O governo vai editar nova portaria no ano que vem determinando o recadastramento
desses cerca de 35 municípios, com o ranking dos mais desmatados. Enquanto o
recadastramento do governo não for concluído, não haverá concessão do Ibama para
a autorização de futuras derrubadas de árvores na região Amazônica.
Punições
Os proprietários que não apresentarem os dados de suas terras --apesar do
recadastramento ser voluntário-- não poderão ter acesso a crédito do governo
federal, a informações de acompanhamento sanitário e vão perder o perde o
Certificado de Cadastro de Imóveis Rural (CCIR).
Depois da conclusão do recadastramento, o Exército, a Força Nacional de
Segurança, a Abin (Agência Brasileira de Inteligência) e a Polícia Federal vão
fiscalizar as regiões para evitar desmatamentos ilegais.

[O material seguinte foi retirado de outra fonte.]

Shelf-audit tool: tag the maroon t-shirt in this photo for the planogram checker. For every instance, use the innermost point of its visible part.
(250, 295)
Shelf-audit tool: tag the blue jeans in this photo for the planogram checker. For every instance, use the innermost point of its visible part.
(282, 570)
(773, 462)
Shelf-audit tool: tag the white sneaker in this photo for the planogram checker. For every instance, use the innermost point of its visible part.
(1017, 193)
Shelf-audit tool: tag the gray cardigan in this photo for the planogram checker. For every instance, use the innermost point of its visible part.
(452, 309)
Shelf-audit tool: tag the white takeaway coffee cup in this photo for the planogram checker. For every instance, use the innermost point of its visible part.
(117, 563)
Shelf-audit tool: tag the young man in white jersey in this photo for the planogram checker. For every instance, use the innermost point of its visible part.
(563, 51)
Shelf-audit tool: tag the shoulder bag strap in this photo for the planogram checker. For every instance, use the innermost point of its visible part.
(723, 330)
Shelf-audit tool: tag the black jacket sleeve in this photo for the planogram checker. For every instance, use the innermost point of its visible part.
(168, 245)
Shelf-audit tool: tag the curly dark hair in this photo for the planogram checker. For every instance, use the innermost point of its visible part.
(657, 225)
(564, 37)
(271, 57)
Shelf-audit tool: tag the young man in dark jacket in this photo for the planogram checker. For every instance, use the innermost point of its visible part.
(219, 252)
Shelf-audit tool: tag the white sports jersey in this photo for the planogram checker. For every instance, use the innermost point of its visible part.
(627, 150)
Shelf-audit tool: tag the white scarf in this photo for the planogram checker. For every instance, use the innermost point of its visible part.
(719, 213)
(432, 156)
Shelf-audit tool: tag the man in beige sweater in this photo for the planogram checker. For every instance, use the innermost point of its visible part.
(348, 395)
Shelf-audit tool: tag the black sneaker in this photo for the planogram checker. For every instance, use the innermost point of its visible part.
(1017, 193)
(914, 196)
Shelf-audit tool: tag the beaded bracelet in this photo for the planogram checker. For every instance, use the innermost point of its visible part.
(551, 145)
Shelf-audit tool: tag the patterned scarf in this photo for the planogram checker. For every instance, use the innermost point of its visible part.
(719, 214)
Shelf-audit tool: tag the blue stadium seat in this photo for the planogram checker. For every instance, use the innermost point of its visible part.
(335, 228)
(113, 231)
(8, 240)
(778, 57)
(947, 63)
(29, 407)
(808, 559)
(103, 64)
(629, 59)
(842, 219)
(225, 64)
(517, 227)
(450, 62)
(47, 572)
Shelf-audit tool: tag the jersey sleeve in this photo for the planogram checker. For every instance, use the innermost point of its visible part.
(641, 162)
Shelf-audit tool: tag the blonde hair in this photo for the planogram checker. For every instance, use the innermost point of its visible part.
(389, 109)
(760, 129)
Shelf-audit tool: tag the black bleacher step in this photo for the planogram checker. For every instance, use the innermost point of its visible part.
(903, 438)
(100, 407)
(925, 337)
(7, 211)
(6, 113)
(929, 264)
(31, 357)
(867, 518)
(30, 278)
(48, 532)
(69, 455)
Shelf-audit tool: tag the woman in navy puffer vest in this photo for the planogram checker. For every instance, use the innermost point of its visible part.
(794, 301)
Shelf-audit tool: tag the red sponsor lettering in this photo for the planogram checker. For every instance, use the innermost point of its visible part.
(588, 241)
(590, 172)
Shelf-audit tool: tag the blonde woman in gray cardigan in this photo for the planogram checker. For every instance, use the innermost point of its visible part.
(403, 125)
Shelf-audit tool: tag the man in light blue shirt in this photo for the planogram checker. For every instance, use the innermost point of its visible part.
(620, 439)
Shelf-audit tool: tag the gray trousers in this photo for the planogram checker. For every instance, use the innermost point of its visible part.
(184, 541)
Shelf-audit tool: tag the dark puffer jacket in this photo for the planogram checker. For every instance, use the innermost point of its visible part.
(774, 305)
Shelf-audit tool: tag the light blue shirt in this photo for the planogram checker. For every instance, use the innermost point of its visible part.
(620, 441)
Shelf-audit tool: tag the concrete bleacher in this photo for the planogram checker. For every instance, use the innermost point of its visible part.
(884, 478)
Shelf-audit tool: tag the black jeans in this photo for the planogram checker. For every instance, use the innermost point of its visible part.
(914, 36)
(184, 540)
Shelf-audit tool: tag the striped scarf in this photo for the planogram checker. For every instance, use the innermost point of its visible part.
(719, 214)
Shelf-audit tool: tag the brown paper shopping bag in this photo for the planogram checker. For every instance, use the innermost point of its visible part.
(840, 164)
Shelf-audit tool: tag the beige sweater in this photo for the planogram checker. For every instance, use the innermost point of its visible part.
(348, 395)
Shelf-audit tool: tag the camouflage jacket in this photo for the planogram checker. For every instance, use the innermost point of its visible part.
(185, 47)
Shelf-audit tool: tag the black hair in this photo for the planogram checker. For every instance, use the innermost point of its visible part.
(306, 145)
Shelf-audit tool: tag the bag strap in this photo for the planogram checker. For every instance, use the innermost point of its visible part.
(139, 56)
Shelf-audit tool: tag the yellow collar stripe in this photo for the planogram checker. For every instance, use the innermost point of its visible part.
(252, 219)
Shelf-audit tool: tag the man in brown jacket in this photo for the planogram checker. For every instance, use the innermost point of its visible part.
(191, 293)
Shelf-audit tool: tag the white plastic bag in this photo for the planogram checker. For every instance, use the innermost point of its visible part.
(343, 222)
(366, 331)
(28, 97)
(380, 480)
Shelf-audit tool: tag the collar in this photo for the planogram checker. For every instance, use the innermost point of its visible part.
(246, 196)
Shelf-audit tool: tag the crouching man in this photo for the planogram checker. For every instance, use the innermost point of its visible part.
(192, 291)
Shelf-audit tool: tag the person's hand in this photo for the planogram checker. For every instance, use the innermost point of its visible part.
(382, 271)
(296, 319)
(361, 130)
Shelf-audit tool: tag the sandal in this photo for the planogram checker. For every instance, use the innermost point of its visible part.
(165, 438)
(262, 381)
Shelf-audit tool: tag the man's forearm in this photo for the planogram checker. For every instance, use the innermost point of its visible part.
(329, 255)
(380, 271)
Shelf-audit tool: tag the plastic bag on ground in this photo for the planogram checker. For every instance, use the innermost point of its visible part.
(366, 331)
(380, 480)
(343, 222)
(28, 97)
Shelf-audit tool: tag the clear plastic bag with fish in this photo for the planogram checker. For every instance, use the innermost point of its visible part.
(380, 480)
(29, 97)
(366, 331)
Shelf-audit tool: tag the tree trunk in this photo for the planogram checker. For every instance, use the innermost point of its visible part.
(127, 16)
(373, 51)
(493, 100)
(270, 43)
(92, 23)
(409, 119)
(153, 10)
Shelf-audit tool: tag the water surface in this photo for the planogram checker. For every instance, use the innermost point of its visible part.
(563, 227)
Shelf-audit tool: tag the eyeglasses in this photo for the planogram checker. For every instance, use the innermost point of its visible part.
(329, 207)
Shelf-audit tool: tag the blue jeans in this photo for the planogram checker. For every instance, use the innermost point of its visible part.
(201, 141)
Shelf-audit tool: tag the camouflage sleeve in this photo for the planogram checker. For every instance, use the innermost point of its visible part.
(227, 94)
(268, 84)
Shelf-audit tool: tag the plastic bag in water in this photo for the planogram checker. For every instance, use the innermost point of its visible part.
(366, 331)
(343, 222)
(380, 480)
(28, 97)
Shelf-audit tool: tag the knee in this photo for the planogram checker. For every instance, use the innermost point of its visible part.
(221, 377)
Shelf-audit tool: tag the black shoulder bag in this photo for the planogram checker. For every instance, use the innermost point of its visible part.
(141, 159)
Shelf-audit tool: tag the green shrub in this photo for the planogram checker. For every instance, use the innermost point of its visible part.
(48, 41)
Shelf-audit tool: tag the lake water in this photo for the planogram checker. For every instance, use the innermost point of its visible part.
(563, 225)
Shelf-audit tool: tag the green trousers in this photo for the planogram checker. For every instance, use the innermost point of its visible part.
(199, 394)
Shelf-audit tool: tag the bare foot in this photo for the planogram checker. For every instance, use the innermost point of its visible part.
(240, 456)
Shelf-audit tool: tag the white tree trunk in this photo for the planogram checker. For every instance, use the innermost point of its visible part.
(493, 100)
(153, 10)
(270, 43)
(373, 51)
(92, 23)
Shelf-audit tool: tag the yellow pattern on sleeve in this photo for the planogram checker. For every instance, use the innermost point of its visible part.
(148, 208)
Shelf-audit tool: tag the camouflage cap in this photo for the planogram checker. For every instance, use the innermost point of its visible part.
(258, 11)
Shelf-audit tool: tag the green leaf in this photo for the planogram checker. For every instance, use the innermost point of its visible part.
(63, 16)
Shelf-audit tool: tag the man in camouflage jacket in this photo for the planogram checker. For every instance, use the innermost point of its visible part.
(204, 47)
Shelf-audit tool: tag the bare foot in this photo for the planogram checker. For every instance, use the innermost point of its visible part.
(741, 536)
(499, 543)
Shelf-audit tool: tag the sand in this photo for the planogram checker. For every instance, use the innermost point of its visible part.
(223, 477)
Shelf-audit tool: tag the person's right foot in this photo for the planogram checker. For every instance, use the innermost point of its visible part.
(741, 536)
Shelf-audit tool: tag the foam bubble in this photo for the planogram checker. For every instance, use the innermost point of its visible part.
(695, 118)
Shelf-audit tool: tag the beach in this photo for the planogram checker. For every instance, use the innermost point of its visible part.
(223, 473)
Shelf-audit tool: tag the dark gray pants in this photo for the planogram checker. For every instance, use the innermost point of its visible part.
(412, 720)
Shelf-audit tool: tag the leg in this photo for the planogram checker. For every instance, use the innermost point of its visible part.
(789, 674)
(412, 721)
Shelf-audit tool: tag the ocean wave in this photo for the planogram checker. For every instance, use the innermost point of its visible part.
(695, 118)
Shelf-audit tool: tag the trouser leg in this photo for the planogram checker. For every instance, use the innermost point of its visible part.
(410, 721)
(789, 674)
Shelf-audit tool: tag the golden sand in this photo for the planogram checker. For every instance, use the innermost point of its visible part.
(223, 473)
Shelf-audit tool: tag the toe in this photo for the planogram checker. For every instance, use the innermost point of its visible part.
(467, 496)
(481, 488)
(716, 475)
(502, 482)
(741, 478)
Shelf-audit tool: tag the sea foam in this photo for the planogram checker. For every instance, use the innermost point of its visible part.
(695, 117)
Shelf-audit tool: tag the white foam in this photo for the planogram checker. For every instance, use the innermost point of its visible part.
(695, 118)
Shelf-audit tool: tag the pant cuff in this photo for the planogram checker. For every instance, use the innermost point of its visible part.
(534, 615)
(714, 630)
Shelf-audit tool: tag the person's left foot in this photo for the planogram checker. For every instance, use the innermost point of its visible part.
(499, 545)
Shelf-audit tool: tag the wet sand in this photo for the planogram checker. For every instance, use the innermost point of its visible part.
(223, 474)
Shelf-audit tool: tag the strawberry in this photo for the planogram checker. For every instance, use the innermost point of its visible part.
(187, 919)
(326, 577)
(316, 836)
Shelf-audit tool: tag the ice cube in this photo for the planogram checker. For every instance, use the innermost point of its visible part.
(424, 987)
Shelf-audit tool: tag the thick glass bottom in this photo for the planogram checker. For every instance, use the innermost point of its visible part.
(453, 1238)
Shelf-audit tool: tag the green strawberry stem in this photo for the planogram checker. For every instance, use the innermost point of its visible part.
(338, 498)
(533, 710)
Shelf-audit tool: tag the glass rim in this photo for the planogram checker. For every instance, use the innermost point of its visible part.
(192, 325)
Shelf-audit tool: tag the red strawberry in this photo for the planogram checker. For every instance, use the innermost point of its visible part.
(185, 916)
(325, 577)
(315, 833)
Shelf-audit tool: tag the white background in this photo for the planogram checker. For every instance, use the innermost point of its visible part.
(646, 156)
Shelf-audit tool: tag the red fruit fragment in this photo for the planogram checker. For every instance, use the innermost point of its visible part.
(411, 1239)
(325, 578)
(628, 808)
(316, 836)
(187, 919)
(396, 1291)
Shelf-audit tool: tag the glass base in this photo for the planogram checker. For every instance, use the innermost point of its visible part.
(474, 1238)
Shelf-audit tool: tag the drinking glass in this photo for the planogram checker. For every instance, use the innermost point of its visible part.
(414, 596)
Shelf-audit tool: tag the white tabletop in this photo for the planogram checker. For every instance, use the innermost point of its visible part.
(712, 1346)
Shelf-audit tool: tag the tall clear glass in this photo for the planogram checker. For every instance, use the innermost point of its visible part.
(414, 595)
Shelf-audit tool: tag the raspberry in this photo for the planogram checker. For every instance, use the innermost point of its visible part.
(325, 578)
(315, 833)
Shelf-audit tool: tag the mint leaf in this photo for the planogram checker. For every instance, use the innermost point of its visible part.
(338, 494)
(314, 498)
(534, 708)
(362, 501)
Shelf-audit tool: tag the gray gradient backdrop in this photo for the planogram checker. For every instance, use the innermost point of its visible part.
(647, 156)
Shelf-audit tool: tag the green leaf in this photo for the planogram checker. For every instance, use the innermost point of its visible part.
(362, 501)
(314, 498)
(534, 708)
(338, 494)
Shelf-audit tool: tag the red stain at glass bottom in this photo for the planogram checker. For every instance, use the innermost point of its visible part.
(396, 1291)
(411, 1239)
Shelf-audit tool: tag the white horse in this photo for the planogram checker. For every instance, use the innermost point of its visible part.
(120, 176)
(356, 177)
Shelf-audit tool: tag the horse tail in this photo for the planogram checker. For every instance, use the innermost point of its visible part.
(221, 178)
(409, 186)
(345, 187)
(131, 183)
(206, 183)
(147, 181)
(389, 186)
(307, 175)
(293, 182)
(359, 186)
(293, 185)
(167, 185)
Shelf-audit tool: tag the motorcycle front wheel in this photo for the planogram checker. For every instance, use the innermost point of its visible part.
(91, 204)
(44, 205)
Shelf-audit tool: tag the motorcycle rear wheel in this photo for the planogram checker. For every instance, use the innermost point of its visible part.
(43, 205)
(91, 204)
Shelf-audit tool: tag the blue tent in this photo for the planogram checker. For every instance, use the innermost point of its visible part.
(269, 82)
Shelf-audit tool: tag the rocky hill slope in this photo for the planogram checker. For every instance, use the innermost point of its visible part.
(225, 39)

A ministra explicou que, com a regulamentação do decreto, o governo vai definir
um prazo para que os proprietários de terras com alto índice de desmatamento
assinem termos de conduta e previsão de que possam recuperar as áreas
destruídas.
Pelo decreto, estão previstas multas para aqueles que comprarem, transportarem,
intermediarem ou comercializarem produtos desenvolvidos em áreas desmatadas. O
governo não descarta punir empresas estrangeiras se ficar comprovado que houve
uso ilegal de áreas porque foram desmatadas.